MOSAIC is a tool for modelling multiway admixture using dense genotype data.
See 2019 paper in Genetics for details.

Given a set of potentially admixed haplotypes (targets) and multiple labelled sets of potentially related haplotypes (panels),
MOSAIC will infer the most recent admixture events occurring in the targets in terms of the panels.

It is not necessary that any of the panels are a good surrogate for the unseen mixing populations as MOSAIC will infer parameters controlling:
1. The stochastic relationship between panels and ancestral populations.
2. Timings and ancestry proportions of the admixture events.
3. Recombination rates before and after admixture.
4. Mutation / error rates for the haplotype copying.

Phasing improvements in light of the admixture model are performed and local ancestry along the genome is estimated.


Click to download an R Package version 1.3, README.txt, and command line interface mosaic.R.

Or you can clone from the git repository that includes these and the source code.

Please read the manual MOSAIC.pdf for details on running the code, illustrated with an simulation example.

Example data in a folder can used tried here: example data.

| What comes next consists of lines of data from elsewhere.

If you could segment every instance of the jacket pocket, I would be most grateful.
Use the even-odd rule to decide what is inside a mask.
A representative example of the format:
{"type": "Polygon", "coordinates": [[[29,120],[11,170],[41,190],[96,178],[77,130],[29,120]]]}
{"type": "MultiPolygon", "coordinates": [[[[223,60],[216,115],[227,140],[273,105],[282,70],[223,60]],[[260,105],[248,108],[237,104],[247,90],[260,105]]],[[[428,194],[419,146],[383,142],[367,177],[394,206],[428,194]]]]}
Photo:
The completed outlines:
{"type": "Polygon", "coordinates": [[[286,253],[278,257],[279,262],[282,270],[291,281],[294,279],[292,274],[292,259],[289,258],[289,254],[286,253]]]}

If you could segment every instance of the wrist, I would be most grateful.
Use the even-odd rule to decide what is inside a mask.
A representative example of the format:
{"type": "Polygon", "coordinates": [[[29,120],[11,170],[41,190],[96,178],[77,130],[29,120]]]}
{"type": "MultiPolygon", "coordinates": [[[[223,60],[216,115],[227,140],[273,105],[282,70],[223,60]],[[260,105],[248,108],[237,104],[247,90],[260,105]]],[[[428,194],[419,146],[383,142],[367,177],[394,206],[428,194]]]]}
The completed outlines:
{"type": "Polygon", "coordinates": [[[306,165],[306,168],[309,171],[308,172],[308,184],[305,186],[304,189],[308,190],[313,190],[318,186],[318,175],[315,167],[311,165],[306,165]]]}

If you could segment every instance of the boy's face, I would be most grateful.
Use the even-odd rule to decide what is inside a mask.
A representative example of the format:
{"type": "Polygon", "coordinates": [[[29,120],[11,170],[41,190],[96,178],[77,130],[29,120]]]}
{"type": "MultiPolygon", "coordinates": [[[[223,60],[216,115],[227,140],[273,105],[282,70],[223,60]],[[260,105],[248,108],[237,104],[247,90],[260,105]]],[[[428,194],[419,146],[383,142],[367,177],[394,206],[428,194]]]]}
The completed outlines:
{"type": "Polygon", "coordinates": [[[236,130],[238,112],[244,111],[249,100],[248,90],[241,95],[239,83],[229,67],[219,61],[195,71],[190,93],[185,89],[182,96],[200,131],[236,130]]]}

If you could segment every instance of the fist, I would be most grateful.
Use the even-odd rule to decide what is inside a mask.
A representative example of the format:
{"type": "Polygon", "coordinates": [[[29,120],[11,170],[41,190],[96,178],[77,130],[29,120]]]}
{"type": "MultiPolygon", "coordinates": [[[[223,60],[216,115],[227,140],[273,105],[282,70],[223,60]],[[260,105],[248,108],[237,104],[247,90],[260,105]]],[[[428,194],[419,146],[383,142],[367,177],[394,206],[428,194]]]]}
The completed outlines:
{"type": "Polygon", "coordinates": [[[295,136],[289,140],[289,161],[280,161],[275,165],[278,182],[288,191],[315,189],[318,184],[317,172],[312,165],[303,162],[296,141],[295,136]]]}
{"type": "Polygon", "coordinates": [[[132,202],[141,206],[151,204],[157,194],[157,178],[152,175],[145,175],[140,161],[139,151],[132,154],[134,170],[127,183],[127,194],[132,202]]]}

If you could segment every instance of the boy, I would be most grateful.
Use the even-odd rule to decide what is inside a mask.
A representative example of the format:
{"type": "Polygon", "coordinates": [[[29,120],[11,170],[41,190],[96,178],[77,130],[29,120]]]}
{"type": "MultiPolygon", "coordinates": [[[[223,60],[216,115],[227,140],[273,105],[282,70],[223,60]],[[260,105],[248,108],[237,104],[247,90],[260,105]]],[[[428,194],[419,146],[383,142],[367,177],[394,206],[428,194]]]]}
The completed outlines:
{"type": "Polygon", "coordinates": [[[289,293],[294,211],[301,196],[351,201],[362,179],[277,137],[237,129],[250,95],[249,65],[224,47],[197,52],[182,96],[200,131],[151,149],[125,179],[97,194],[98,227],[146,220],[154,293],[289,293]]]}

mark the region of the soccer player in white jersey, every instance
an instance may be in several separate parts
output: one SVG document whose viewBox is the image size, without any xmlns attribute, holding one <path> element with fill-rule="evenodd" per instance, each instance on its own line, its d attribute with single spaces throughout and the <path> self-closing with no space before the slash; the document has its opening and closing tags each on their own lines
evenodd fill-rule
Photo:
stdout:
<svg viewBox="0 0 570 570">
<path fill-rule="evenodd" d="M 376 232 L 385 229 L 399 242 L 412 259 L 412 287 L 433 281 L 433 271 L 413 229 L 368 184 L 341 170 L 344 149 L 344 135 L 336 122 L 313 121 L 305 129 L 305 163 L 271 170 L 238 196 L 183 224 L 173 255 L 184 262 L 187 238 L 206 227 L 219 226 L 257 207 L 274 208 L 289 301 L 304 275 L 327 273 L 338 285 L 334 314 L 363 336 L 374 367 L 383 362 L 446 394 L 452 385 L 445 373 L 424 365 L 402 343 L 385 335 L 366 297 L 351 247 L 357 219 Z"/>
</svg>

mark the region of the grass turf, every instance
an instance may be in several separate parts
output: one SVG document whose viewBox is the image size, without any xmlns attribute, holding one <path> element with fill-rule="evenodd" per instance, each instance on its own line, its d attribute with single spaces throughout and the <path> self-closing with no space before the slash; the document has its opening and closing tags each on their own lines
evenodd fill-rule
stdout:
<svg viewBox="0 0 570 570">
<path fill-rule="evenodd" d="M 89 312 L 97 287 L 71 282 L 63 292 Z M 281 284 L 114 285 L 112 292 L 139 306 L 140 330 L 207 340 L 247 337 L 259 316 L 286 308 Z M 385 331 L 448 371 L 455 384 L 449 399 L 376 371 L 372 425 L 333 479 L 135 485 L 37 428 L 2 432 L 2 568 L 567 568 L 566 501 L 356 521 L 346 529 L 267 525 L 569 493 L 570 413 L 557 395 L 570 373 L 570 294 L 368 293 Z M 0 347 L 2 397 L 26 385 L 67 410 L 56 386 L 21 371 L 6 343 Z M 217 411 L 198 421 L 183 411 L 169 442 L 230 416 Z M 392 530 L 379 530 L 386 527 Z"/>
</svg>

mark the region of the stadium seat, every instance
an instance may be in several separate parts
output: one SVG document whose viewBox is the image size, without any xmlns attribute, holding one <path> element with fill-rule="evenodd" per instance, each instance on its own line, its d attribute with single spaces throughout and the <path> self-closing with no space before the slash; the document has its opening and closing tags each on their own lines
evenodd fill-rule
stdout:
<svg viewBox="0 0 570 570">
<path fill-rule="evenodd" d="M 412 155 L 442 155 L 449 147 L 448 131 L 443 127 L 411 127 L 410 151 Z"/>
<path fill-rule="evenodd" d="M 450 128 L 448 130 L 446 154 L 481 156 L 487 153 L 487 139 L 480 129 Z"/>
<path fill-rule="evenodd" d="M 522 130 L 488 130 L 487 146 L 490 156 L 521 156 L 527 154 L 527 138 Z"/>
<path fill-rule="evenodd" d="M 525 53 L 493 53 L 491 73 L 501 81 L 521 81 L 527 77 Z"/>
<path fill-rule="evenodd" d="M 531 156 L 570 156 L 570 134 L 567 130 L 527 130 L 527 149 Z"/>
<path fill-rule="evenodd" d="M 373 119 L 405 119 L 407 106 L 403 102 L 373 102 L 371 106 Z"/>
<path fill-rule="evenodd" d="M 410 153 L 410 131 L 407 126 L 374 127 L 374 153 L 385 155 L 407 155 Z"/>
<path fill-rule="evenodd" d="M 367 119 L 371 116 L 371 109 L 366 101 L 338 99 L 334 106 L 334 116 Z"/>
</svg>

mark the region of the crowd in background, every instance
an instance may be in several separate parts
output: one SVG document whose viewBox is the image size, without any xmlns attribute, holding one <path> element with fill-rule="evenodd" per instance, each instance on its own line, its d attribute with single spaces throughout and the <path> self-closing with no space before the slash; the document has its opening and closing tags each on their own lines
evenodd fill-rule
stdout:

Some potentially useful conversion tools include convert_from_haps.R to convert shapeit2 output haps files to the format required by MOSAIC and convert_to_haps.R to convert back again.

Human Genome Diversity Panel

A browser of MOSAIC results on an extended version of the Human Genome Diversity Panel demonstrates the flexibility of our approach.
Click on the map below to open an interactive Google Maps interface to the results.

It's worth pointing out here that each population is modelled as a MOSAIC of all others; thus admixture is characterised in terms of how these particular 95 populations are stochastically related, based only on the individuals in these samples. Thus the mantra that absence of evidence is not evidence of absence holds true: in those cases where we do not return a clear admixture model, we are simply saying that the small number of individuals in such a "population" are not well characterised as admixed with respect to the other small samples of individuals. Had we observed data on more individuals in more populations we may well expect to find evidence of admixture.